One of the best things about the festive season is that it embraces the joy of giving. The older you get the more you appreciate giving gifts, as well as receiving them. It’s the perfect excuse to spoil your loved one rotten and there’s no sight more satisfying than a pile, big or small, or brightly-coloured packages under the tree. But with all the merriment comes one big drawback. While winter holidays are good for our hearts (if not our waistlines), they’re not so good for the environment. We buy and eat way more food than we need, get cheap one-off decorations like crackers, garlands or snow-in-a-can and go through a LOT of wrapping paper. And where does that wrapping paper wind up? The trash. Even if you’re a diligent recycler, it’s still extremely wasteful. However, there’s an age-old Japanese tradition that can put an end to all that, plus make gift wrapping that much more fun.

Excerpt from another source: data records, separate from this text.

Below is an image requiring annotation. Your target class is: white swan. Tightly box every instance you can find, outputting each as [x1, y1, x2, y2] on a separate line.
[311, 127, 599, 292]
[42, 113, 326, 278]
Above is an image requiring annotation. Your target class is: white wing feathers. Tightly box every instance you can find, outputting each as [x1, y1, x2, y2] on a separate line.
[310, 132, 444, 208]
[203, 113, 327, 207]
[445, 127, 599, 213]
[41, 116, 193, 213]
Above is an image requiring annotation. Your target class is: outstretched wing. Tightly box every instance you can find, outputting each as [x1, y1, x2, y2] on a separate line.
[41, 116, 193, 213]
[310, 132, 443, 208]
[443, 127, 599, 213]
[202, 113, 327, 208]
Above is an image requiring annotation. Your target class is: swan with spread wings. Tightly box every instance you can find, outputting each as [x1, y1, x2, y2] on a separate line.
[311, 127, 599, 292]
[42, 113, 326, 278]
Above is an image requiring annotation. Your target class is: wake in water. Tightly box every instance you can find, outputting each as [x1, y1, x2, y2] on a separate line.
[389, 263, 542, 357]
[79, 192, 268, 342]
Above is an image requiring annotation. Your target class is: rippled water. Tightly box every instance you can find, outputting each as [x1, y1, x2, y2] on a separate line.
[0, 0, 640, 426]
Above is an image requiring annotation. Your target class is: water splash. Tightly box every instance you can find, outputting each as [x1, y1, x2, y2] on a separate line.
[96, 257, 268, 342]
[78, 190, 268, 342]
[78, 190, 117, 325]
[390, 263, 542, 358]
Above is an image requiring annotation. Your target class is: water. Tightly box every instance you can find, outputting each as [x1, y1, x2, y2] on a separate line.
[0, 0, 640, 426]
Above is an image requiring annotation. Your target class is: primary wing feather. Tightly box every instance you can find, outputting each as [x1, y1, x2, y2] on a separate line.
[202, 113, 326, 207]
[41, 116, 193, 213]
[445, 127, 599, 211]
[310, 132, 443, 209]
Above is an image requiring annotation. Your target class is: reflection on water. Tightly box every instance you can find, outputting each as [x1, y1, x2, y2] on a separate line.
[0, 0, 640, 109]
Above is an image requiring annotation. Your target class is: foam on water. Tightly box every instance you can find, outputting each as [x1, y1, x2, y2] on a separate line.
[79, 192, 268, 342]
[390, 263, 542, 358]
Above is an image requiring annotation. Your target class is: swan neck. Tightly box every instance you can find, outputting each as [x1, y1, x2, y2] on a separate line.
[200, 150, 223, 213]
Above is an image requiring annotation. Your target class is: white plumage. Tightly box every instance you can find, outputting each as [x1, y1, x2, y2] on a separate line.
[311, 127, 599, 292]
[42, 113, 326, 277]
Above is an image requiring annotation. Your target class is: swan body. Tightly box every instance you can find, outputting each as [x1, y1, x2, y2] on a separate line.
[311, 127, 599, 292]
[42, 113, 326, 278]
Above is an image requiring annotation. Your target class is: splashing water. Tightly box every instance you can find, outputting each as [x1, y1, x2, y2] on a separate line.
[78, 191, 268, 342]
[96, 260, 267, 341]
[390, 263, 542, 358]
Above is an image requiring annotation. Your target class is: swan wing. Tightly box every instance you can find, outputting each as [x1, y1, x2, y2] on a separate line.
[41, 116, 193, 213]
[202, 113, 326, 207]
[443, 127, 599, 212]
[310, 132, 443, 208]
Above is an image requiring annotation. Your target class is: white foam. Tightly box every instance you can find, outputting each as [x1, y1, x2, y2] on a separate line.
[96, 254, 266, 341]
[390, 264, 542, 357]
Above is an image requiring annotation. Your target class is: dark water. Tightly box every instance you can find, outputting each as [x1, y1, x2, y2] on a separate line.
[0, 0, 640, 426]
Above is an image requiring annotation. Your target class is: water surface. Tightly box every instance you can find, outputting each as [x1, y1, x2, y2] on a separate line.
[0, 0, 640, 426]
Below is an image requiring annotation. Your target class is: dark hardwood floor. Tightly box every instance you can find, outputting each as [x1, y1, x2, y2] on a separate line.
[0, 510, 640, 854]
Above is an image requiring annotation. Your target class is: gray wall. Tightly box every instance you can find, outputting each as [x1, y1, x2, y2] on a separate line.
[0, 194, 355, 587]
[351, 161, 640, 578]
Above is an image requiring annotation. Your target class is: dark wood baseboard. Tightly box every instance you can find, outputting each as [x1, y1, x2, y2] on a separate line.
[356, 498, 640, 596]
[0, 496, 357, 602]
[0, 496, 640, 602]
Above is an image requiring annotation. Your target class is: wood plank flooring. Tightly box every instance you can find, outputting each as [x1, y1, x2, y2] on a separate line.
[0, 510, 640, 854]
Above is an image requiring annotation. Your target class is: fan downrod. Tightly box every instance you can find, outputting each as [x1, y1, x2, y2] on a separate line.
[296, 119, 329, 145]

Allow us to introduce you to the art of Furoshiki. Originally, this practice was designed to protect valuable goods, but over time has become an elegant artform. Furoshiki involves using fabric to securely, and beautifully, wrap any object. There are different methods depending on the shape of the item you have, so gone are the days of anything other than a neat box shape looking like a hastily sellotaped mess. It might take a few tries to get the hang of it – Furoshiki is not unlike the art of origami, so careful folding and a basic grasp of geometry are required. But once you figure it out, you’ll soon become hooked. Without the need for any ribbon or bows, you’ll have beautiful packages, embellished with nothing more than the fabric itself! You can create lots of different styles, depending on what twists and folds you like, and the final tied knots look just as pretty as any bow.
The main attraction of Furoshiki is therefore in the colour and patterns of the fabric. You can pick a wide variety of designs, no different than wrapping paper, but you’ll be able to use them time and time again, since there’s no need to tear anything to unwrap the gifts. You can wash and fold your cloths away, ready for the next special occasion. Alternatively, the cloths themselves can be part of your gift, since it can double up as a scarf, handkerchief or bandana. Better yet, you can teach Furoshiki to your gift recipient and encourage them to reuse their wrapper for someone else’s gift and opt for more of it over paper gift wrap in the future.
You could even crank the eco element up a notch and reuse pre-owned fabrics to use as your wrapping materials. If you have any old fabrics around the house – t-shirts, towels, tablecloths etc, you can cut them up into squares of various sizes and wrap all of your presents without needing to spend a penny. If you’ve nothing spare around the house then not to worry, you could pick out some pieces from a charity shop, like scarves or shawls, or even make use of spare fabric leftovers from a tailor’s or textile shop.
By embracing Furoshiki, you’ll not only be helping the environment but learning a traditional art form, flexing your creative muscle and learning a bit about a different culture!